David - I have heard that you are someone I should be talking to - I'm a high school teacher getting into video. We are testing cineform to use with Premiere CS3 - and are having some problems so far... Since I can't find your email, I thought I'd post here and see if you could email me at: jerred.zegelis@ops.org

Anonymous said...

Great technology. We are using CF on Mc and PC all day. Having the possibility to use CF's compression in a DPX format would be great!

Please make it prime time ready,


Hans

www.hubbertvonsonntag.com

nice said...
This comment has been removed by a blog administrator.
Rick said...

Just tested them in NUKE 5.2 on a PC (win XP 64) and all thumbnails display.

Compressed image sequence would be very hand for us.

David said...

Thank you. Nuke is clearly a target for this format.

Rivai Chen said...

any news ? i thought this is supposed to be christmas gift :)

David said...

We have finalized our DPX modifications, DPX-C has already been rolled into the Drastic DDR and CineDDR products, with more widespread usage soon.

Rivai Chen said...

sounds good ! bring it on..it will be interesting to see how it works on Smack (smoke on mac) :)

Anonymous said...

On Smoke on Mac DPX-C B und E work. All other don't work.

We will purchase a Smoke on Mac in March. Do you think you will have a working CineForm DPX pipeline working by then? We use CineForm on Windows and on Mac. CineForm is currently the backbone of our workflow.

Hans

Anonymous said...

On Smoke on Mac DPX-C B und E work. All other don't work.

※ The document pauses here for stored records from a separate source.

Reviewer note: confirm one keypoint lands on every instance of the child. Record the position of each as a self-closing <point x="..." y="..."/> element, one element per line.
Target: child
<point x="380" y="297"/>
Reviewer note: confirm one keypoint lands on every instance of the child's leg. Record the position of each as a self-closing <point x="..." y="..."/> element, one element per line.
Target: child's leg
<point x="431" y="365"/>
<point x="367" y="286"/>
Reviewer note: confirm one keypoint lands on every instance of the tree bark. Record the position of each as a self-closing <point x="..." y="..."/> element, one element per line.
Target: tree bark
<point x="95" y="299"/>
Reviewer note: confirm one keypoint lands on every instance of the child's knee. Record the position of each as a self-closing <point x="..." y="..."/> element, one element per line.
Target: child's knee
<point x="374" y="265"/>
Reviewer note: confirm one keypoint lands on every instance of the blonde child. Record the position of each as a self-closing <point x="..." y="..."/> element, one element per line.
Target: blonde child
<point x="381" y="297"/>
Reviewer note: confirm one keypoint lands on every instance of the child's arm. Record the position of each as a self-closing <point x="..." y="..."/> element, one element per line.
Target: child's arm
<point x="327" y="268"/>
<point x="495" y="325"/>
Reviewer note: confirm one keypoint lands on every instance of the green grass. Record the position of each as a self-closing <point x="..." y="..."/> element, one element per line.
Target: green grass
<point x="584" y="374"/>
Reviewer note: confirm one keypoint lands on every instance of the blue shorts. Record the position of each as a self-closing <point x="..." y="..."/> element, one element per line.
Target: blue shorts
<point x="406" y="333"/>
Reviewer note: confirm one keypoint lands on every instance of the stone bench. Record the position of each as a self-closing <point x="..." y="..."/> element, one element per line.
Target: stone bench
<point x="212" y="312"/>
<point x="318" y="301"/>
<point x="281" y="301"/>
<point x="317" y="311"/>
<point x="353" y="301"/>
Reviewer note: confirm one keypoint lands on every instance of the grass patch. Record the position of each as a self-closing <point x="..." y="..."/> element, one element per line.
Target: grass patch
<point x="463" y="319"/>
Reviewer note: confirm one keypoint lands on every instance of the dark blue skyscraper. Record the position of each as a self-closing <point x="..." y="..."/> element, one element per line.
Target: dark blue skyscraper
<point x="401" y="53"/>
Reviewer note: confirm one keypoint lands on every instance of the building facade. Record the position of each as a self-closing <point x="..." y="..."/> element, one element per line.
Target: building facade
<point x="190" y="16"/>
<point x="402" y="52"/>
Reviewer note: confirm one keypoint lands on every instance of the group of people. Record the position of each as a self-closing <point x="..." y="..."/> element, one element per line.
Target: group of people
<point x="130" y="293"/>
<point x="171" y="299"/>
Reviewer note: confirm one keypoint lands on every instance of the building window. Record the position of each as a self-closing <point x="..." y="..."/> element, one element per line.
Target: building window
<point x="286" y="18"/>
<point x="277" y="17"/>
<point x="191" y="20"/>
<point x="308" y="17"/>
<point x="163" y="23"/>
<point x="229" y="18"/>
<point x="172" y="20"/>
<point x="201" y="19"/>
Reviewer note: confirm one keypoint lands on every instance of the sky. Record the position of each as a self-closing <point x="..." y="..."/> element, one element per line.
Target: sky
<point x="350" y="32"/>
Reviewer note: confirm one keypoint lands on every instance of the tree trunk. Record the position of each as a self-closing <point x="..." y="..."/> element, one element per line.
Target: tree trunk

We will purchase a Smoke on Mac in March. Do you think you will have a working CineForm DPX pipeline working by then? We use CineForm on Windows and on Mac. CineForm is currently the backbone of our workflow.

Hans

Hugh Macdonald said...

A little behind, I know!

Under Shake on OSX, C, D and E show the thumbnails. A and B error.

David said...

We went with type-e with some refinements.

Thanks for your testing.

Time to update this blog.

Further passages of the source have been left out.